An important part of this important day, via The Tallahassee Democrat:
Dec. 7, 1941, the day 2,300 other American troops died, is the day that set the U.S. on the path to a more religiously tolerant nation, according to Florida State University Associate Professor of History Kurt Piehler.
Piehler’s “Religious History of the American GI in World War II” identifies Pearl Harbor as the trigger needed to engage the U.S. in a worldwide war about religious freedom.
“One of the linchpins of FDR’s core beliefs was that religion was for the public good,” said Piehler, the director of the Institute on World War II and the Human Experience. “But he also believed in religious pluralism and really allowing individuals to adhere to their own conscience.”

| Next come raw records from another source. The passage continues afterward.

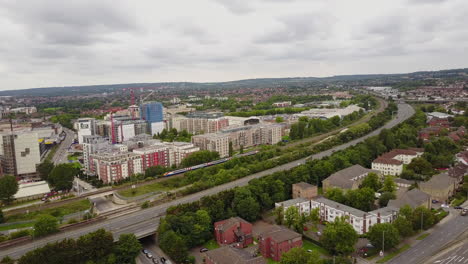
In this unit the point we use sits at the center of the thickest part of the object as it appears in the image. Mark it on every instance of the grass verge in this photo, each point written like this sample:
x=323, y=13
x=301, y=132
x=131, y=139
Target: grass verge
x=154, y=187
x=60, y=211
x=394, y=253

Imposing such a policy on the military, according to Piehler, helped break down divisions within the Judeo-Christian faith and unite a country after its population had doubled in fewer than 50 years, mostly through immigration.
Earl Baum, the first combat fatality to be buried at the Tallahassee National Cemetery, was among the 429 USS Oklahoma crew members who drowned when their ship was torpedoed and sunk by Japanese airplanes on Dec. 7, 1941. Among the Pearl Harbor stories Piehler recounts is that of Chaplain Aloyusis Schmitt, who served on the Oklahoma with Baum.

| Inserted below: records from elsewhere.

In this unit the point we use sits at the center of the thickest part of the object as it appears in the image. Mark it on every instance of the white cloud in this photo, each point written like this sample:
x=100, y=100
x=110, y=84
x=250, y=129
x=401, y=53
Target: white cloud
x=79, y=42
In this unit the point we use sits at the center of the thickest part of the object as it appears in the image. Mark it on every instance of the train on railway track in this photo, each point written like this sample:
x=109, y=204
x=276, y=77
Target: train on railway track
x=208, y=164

Schmitt rushed below deck to help trapped sailors, after it was broadsided by torpedoes. Like Baum, Schmitt went down with the ship.
U.S. chaplains are trained to support troops of all faiths, regardless of their own religious affiliation. Schmitt, a Catholic priest, like all chaplains was exempt from the draft and volunteered for combat duty.
His presence, like those of thousands of other clergy circulating among the troops in the heat of battle, helped forge a new American identity, according to Piehler.
“Catholic, Jews and Protestants being in the same unit often really broke down White ethnic and religious lines,” explained Piehler.